Tablet computers are increasingly becoming commonplace in classrooms around the world. More than half of early childhood educators in the U.S. now have access to tablets, making it imperative to ...understand how they are using the device and what influences such use. The current study draws on survey data from 411 preschool educators serving 3- to 5-year-olds in school-based, center-based, and Head Start preschool programs to investigate how TPACK contextual factors (e.g., student background, teacher attitudes, and school support) influence teachers’ traditional and student-centered tablet computer practices.
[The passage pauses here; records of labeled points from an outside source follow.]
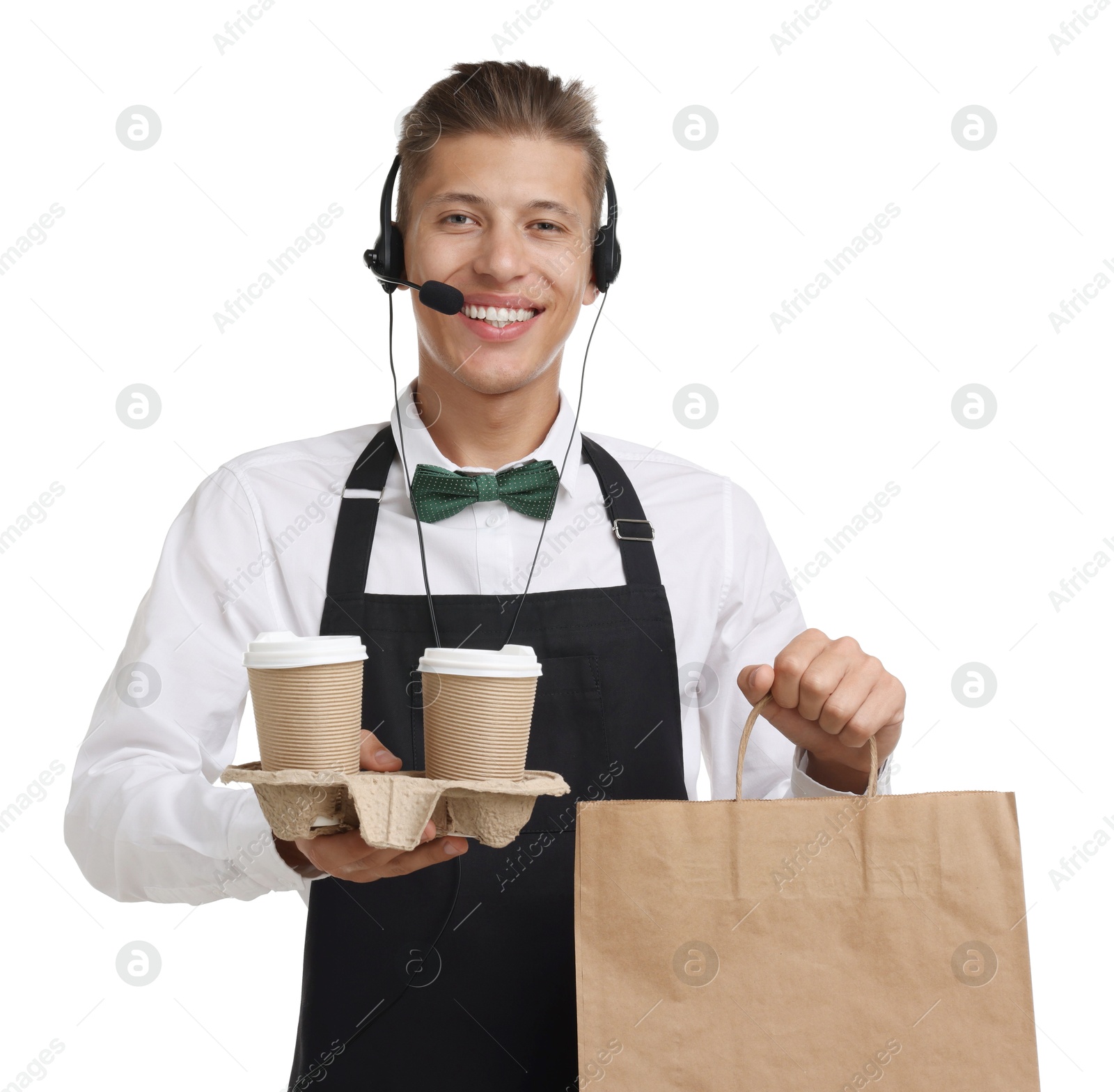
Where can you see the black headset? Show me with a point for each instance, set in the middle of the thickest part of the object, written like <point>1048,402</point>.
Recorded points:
<point>387,260</point>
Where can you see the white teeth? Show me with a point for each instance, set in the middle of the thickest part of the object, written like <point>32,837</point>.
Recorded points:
<point>499,317</point>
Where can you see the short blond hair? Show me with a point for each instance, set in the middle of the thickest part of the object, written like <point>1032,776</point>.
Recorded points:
<point>501,98</point>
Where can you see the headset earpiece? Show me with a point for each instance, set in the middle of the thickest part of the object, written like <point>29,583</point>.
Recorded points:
<point>606,256</point>
<point>387,260</point>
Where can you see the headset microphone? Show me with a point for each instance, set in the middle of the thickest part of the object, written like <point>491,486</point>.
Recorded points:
<point>434,295</point>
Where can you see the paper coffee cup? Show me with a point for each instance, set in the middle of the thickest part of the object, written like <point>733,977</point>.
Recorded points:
<point>306,694</point>
<point>477,705</point>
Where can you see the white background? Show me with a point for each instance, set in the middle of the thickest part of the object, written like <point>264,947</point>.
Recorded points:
<point>813,142</point>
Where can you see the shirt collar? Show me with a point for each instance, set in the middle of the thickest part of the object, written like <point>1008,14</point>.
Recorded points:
<point>421,448</point>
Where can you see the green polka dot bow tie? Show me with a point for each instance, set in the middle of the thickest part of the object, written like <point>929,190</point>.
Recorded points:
<point>531,490</point>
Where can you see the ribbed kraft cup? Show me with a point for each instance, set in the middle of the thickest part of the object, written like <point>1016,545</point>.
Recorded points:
<point>309,718</point>
<point>477,728</point>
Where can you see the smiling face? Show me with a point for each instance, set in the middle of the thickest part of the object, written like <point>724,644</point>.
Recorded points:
<point>508,222</point>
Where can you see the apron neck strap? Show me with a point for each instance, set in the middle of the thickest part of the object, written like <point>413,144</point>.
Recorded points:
<point>359,512</point>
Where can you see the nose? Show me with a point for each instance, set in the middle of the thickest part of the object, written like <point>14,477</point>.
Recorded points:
<point>503,254</point>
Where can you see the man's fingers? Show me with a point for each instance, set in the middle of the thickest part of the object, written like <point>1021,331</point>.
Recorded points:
<point>791,663</point>
<point>373,756</point>
<point>336,854</point>
<point>755,681</point>
<point>434,852</point>
<point>846,700</point>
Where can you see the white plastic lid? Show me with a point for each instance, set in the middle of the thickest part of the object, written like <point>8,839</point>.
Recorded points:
<point>283,649</point>
<point>512,661</point>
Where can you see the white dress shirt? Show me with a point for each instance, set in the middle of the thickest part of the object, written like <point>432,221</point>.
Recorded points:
<point>250,552</point>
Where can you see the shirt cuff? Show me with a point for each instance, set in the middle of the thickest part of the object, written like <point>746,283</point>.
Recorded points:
<point>803,786</point>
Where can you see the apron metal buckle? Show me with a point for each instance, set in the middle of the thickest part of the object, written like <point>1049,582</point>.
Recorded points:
<point>635,538</point>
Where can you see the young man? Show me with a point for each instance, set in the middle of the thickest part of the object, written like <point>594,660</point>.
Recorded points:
<point>652,651</point>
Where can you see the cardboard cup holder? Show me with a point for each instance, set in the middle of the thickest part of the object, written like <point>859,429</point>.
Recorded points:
<point>390,811</point>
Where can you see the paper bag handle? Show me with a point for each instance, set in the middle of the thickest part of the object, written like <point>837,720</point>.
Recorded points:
<point>872,785</point>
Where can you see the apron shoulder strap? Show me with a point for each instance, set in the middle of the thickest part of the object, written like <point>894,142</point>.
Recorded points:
<point>629,524</point>
<point>356,522</point>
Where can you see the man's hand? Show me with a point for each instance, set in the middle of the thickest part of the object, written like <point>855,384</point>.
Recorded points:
<point>829,696</point>
<point>349,857</point>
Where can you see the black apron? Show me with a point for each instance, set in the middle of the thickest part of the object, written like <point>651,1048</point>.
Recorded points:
<point>494,1006</point>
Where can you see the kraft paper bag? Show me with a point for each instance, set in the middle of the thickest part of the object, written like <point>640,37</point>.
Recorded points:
<point>811,944</point>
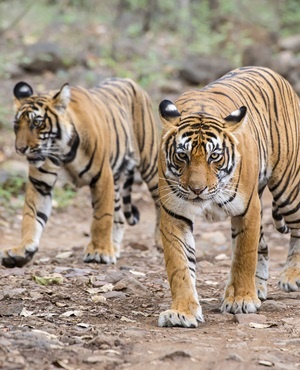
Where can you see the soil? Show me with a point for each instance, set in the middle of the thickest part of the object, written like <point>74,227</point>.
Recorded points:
<point>105,317</point>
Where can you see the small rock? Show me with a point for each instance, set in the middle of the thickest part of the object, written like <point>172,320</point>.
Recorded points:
<point>245,319</point>
<point>114,294</point>
<point>234,357</point>
<point>273,306</point>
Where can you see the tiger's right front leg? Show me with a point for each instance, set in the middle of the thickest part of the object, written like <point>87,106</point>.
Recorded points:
<point>36,211</point>
<point>180,261</point>
<point>101,249</point>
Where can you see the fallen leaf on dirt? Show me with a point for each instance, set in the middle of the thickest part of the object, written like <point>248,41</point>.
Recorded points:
<point>76,313</point>
<point>126,319</point>
<point>98,298</point>
<point>64,255</point>
<point>106,288</point>
<point>26,313</point>
<point>209,282</point>
<point>257,325</point>
<point>82,325</point>
<point>59,304</point>
<point>137,273</point>
<point>221,257</point>
<point>49,279</point>
<point>63,364</point>
<point>266,363</point>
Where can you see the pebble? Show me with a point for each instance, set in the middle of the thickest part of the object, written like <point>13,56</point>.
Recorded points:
<point>245,319</point>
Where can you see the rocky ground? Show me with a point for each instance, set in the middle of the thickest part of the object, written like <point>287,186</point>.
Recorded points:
<point>105,317</point>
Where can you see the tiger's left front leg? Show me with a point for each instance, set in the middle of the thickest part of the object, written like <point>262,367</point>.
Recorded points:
<point>180,261</point>
<point>36,211</point>
<point>101,249</point>
<point>240,294</point>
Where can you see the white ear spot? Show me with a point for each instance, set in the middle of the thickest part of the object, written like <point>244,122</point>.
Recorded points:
<point>171,108</point>
<point>236,113</point>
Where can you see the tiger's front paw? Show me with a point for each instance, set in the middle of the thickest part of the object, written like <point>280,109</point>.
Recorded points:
<point>186,319</point>
<point>289,279</point>
<point>99,255</point>
<point>18,257</point>
<point>240,301</point>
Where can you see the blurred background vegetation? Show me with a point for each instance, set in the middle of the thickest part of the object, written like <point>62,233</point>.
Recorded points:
<point>166,46</point>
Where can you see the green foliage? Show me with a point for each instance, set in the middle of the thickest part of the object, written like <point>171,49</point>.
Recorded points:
<point>12,194</point>
<point>64,196</point>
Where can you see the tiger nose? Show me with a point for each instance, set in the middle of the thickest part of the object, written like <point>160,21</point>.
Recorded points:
<point>197,189</point>
<point>21,149</point>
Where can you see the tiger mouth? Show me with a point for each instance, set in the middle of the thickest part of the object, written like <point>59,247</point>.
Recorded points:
<point>35,158</point>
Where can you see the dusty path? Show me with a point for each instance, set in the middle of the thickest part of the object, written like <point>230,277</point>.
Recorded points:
<point>74,325</point>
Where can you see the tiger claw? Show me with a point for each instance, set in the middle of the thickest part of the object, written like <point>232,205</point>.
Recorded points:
<point>99,258</point>
<point>10,258</point>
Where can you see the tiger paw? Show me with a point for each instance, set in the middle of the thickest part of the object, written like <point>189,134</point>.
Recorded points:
<point>99,255</point>
<point>18,257</point>
<point>177,318</point>
<point>240,302</point>
<point>289,279</point>
<point>261,288</point>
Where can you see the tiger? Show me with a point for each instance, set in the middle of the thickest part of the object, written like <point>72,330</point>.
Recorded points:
<point>100,137</point>
<point>221,146</point>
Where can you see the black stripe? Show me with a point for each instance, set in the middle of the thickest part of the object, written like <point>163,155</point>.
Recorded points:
<point>179,217</point>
Results suggest that teacher-level factors—especially positive attitudes toward technology—are most influential. Overall, this study emphasizes the need for preschool teachers and teacher educators to understand and address the critical contextual factors of tablet computer use in preschool education. Implications for education policy include expanding traditional funding models beyond technology access to provide on-going educator support, and developing new initiatives that encourage novel professional development models based on the same learned-centered practices that teachers are encouraged to use themselves.
•Explores contextual TPACK factors and early childhood educator tablet computer use.•Teachers of low-income students use tablets more for student-centered learning.•Attitudes and confidence consistently predict teachers' tablet computer integration.•School support predicts teachers' use of tablets in student-centered practices.•Teachers use diverse apps, but primarily literacy, STEM, and general education apps.